(Originally presented by Dr Andrea Jayendra and Dr Jiaqi Cai)
Pulmonary aspiration of gastric content is a serious complication of anaesthesia.
Ultrasound has been validated by numerous studies to detect the presence of gastric contents.
Scanning Technique
- Patient position: right lateral
- Probe: curved array
- Scanning plane: sagittal or parasagittal
- Probe position: epigastrium (standardise by identifying aorta/IVC/SMA/SMV)
- Targets: gastric antrum with left lobe of liver anteriorly and pancreas posteriorly
EMPTY
- Flat, collapsed, round (Bull’s eye)
- No hypoechoic contents (or only small amounts)

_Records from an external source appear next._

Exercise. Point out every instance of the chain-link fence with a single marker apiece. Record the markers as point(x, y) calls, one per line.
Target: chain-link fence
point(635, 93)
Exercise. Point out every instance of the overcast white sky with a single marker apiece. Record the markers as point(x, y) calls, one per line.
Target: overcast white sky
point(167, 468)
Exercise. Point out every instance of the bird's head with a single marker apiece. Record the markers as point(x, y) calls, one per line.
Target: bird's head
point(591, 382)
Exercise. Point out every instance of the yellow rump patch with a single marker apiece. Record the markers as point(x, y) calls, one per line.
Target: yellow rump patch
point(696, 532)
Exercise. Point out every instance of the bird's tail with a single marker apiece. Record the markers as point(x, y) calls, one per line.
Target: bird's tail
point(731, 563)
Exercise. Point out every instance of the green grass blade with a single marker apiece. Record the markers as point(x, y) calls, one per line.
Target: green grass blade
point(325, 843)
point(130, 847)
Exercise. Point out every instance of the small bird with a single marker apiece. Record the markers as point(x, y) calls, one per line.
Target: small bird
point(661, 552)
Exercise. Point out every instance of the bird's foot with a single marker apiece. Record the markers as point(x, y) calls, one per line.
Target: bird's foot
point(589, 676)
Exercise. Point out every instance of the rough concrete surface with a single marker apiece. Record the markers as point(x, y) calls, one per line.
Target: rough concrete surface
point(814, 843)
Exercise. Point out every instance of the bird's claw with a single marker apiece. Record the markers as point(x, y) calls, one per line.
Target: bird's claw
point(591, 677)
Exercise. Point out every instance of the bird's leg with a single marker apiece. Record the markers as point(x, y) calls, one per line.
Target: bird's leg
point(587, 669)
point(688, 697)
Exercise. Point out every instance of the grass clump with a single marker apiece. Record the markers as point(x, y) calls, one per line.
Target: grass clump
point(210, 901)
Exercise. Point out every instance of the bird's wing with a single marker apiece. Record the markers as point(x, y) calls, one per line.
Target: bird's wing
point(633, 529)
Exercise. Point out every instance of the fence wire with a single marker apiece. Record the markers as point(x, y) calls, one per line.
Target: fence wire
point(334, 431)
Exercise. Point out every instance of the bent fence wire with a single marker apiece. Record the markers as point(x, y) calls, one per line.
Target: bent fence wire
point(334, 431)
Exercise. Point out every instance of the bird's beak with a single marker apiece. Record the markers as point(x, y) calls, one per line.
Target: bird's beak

- Thick, prominent muscularis propiae
Clear Fluid
- Round, distended antrum
- Thin wall
- Hypoechoic (milk or suspensions will be hypoechoic)
- Fast wave peristalsis
Solid Food
- Round, distended antrum
- Thin wall
- Hyper-echoic with heterogenous content (mixed with air)
- Slow wave peristalsis
Proposed Algorithm
Calculating Estimated Gastric Volume
- Adults: Gastric Volume (mL) = 27.0 + 14.6 x CSA -1.28 x age
- Paediatrics: Volume (mL) = -7.8 + (3.5 x CSA) + (0.127) x Age (in months) [upper limit normal fasting volume for children is 1.1-1.2mL/kg]
Note: CSA is the cross sectional area in the right lateral position
Useful Link:
Van de Putt & Perlas (2014) Ultrasound assessment of gastric content and volume. BJA 113(1): 12-22.